5. De toepassing van artikel 6:22 van de Awb vormt aanleiding om het Uwv te veroordelen in de proceskosten van appellant. Deze kosten worden begroot op € 1.674,- voor verleende rechtsbijstand in beroep (1 punt voor het indienen van het beroepschrift en 1 punt voor het verschijnen ter zitting, met een waarde per punt van € 837,-) en € 1.674,- voor verleende rechtsbijstand in hoger beroep (1 punt voor het indienen van het beroepschrift en 1 punt voor het verschijnen ter zitting, met een waarde per punt van € 837,-), in totaal € 3.348,-.

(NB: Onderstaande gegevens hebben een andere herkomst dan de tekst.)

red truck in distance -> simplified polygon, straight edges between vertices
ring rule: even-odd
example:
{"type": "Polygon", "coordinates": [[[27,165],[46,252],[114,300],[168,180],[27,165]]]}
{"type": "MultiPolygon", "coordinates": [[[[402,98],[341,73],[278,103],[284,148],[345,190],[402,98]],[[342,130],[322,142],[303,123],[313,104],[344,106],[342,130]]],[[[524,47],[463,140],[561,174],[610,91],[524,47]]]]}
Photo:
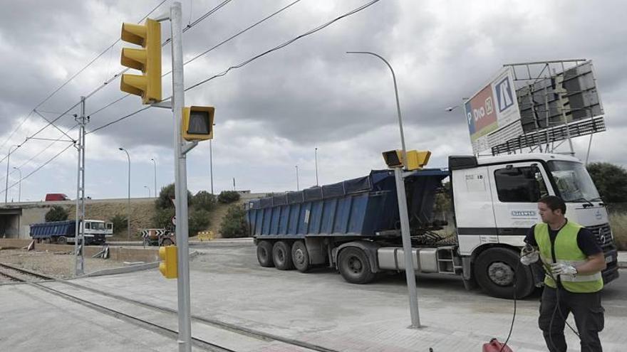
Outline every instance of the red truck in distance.
{"type": "Polygon", "coordinates": [[[69,201],[70,198],[68,198],[63,193],[48,193],[46,195],[46,201],[69,201]]]}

Ook de door appellante gemaakte reiskosten van € 21,57 in beroep en € 21,57 in hoger beroep, in totaal € 43,14 komen voor vergoeding in aanmerking. De proceskosten worden vastgesteld op een totaalbedrag van € 3.391,14. Daarnaast dient het Uwv het door appellant in beroep en in hoger beroep betaalde griffierecht te vergoeden.

BESLISSING

De Centrale Raad van Beroep
  • bevestigt de aangevallen uitspraak;
  • veroordeelt het Uwv in de proceskosten van appellant tot een bedrag van €3.391,14;
  • bepaalt dat het Uwv aan appellant het in beroep en hoger beroep betaalde griffierecht van in totaal € 185,- vergoedt.
Deze uitspraak is gedaan door T. Dompeling, in tegenwoordigheid van S. Pouw als griffier. De beslissing is uitgesproken in het openbaar op 23 februari 2023.